The Power Of The Word “Abortion”

Drew Angerer/Getty Images News/Getty Images

So many of our cultural attitudes are shaped by the language we use and the way we normalize ideas into our lexicon. That's why for Susan Yanow, a consultant to the reproductive rights organization Women Help Women, openly using the word "abortion" is critical in the work of de-stigmatizing a woman's right to choose. After all, from Yanow's perspective, if those of us fighting for reproductive rights shy away from the word, what does that tell the rest of the world?

Yanow has spent decades working as an advocate for reproductive rights, including serving as the founding executive director of Abortion Access Project. At Women Help Women, she recently helped the group launch the Self-Managed Abortion Safe and Supported (SASS) portal, which provides women with crucial medical information about how to safely conduct at-home abortions. The portal is meant as an educational resource for women already planning to use misoprostol for a pill-induced at-home abortion. The SASS portal also provides women with the option to email or chat with doctors and counselors for support and tips.

She tells Bustle that despite how common abortion is globally, many women still shy away from the word abortion because of stigma.

"Women are expected to become mothers, to become deliriously happy about pregnancy," Yanow says. "In Spanish, in some contexts, when someone takes the [misoprostol] pill it’s called 'bringing down your period,' as opposed to 'abortion.' So, the concept is that your period is late, you have a delayed period and you bring it down."

Yanow believes that it is crucial women have complete control and choice in the framing of their own experiences, especially with something as personal as abortion. However, she also believes that stigma around abortion holds more power when women shy away from using the word "abortion."

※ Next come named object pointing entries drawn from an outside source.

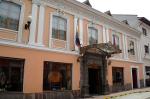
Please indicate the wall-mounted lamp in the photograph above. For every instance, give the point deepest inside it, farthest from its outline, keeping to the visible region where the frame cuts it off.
(27, 25)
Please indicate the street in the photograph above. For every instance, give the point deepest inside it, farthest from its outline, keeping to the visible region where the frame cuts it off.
(144, 95)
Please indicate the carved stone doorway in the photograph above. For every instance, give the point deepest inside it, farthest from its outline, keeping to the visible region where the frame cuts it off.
(94, 80)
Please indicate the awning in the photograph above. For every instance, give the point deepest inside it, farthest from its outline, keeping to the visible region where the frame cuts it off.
(102, 48)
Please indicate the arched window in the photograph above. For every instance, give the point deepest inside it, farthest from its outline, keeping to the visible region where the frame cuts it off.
(9, 15)
(59, 28)
(93, 35)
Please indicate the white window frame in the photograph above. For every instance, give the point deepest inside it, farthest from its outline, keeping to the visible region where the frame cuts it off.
(138, 76)
(20, 27)
(67, 32)
(135, 47)
(117, 34)
(92, 25)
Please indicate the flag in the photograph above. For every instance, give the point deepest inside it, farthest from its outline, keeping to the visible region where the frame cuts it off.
(77, 40)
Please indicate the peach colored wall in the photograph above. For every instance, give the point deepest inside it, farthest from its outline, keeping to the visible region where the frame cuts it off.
(8, 35)
(85, 36)
(131, 57)
(100, 27)
(127, 71)
(33, 68)
(27, 12)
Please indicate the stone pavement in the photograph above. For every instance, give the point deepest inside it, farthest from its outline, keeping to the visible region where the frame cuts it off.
(115, 95)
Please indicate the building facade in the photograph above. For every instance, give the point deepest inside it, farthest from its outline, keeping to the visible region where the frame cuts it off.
(38, 53)
(143, 25)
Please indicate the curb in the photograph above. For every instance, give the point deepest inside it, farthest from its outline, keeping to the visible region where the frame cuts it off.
(113, 97)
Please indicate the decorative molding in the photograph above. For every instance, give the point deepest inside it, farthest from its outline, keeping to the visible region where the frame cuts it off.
(17, 45)
(68, 27)
(138, 76)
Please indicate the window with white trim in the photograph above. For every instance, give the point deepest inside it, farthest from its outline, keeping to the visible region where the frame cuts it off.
(59, 28)
(93, 35)
(144, 31)
(115, 40)
(9, 15)
(131, 47)
(146, 49)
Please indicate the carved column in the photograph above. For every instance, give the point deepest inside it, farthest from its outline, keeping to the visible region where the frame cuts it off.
(84, 77)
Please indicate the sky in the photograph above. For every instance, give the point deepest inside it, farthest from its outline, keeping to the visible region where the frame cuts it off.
(135, 7)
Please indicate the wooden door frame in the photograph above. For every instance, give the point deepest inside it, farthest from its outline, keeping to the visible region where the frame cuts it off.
(138, 80)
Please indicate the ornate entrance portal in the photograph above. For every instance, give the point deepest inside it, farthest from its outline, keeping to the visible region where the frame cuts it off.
(93, 66)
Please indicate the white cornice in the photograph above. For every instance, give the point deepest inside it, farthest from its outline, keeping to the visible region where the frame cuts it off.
(80, 9)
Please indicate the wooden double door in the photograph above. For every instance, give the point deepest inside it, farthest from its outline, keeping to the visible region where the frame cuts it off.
(94, 80)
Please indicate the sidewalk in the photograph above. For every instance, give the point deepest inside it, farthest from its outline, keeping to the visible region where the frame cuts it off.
(114, 95)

"We have a challenge here, because I absolutely believe women should dictate the narrative around their experience," Yanow says. "But, if we have a large amount of women saying they’re 'bringing down their period' we’re doing nothing to de-stigmatize."

And from Yanow's years of experiences working toward expanding women's access to abortion care, she's seen how much work there is left to do to de-stigmatize it.

For example, Yanow sees from her current work with the SASS portal that there are still so many myths and so much fear surrounding using misoprostol for home abortions — and that's even with women using misoprostol for decades. According to a 2000 study of misoprostol use in New York City — an area that has some of the most liberal abortion access in the country — 5 percent of the women surveyed had used misoprostol at home and as many as 37 percent expressed familiarity with the concept.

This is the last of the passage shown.